The headboard thuds a steady rhythm against the wall and I don't care who hears.

When I come it's with a sob I can't swallow.

The pleasure rips through me so hard the silence flares bright and total for one blinding second—relief so sharp it feels like grief.

I shake under him, come streaking between us, and for one stupid, dangerous heartbeat I think maybe this is what it feels like when the noise finally stops for good.

It won't. I know it won't. But right now it's quiet and Cain's inside me and the dead are somewhere else.

He follows seconds later, a low guttural sound against my throat as he pushes deep one last time and stays there.

His weight settles over me, heavy and real and exactly what I need to keep from floating away.

One of his hands strokes my hair back from my damp forehead.

I'm still shaking. Still crying, though I don't know if it's from the orgasm or the knowledge that the voices'll come screaming back the second he leaves.

He doesn't pull out right away. Just stays inside me, breathing against my neck like he's memorizing the sound of a heart that isn't his.

Eventually he shifts just enough to look at me. His thumb catches a stray tear on my cheek.

"Aven," he whispers.

"Don't," I whisper.
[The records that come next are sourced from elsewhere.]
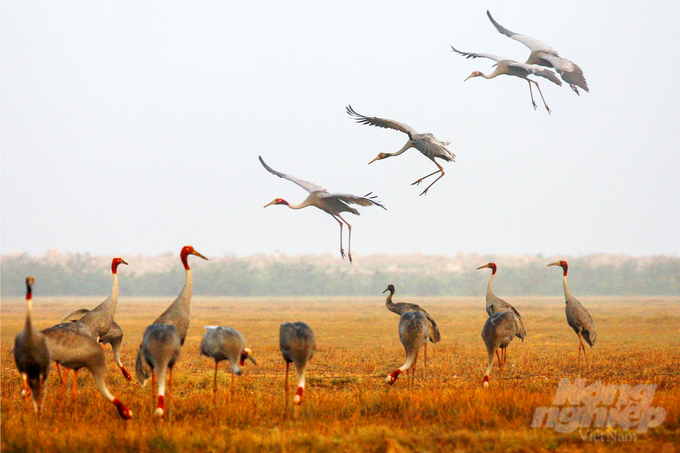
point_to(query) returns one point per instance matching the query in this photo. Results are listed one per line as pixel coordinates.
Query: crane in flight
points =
(505, 66)
(544, 55)
(331, 203)
(427, 144)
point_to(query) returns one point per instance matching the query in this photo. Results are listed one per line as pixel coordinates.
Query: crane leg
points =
(539, 92)
(215, 380)
(441, 170)
(349, 239)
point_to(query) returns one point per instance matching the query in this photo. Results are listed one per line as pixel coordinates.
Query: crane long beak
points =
(199, 255)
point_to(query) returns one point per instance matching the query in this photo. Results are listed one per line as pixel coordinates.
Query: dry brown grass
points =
(347, 406)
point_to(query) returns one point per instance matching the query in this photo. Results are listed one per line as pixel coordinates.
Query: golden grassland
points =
(347, 406)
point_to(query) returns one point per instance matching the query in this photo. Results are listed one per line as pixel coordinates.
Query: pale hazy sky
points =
(134, 127)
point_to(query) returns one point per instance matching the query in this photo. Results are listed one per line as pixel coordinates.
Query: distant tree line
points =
(78, 276)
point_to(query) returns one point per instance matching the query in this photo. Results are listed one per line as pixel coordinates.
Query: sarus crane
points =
(331, 203)
(427, 144)
(577, 316)
(31, 354)
(544, 55)
(505, 66)
(413, 333)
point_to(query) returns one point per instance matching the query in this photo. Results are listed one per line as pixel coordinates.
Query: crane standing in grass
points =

My voice is raw enough to hurt. "Don't say anything. Just stay."

He nods and pulls me into his arms. I let him because the ghosts are gone and my body's empty in a way that feels almost clean. My head rests against his chest. His heart's slow beneath my ear, not human, not right, but steady enough to follow down into sleep.
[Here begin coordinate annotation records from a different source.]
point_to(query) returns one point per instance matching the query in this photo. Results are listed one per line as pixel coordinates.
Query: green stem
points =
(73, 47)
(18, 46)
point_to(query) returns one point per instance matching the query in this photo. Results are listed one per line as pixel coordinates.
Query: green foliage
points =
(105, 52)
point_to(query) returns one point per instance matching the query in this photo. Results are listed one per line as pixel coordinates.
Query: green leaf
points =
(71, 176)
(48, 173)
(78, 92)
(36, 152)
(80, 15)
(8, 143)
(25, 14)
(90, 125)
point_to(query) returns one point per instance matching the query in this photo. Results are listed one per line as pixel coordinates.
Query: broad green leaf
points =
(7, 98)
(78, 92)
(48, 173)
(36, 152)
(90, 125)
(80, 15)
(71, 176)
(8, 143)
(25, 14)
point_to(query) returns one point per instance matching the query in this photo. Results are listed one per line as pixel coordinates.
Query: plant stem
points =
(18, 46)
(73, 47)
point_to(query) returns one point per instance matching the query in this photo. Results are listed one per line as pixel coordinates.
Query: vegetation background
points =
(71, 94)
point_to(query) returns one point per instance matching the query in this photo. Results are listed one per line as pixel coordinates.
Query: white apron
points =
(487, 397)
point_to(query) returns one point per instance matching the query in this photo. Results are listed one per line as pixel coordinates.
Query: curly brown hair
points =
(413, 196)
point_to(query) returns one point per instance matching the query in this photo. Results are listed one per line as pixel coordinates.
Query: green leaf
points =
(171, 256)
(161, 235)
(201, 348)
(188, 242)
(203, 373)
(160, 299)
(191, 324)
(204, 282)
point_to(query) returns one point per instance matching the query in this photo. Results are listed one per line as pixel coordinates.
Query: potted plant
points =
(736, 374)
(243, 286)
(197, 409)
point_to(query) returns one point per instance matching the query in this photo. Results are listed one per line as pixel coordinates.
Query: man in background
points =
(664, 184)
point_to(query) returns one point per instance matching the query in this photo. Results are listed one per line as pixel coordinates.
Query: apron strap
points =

For the first time in my life, I fall asleep without a single ghost watching over me.

I wake to sirens somewhere in the distance and the cold, flat reality of morning light. The room's pale and grey, the shadows of the night retreated into corners that look ordinary now. For a few seconds, I'm still in the bubble, warm and silent, anchored by the heavy arm draped across my waist.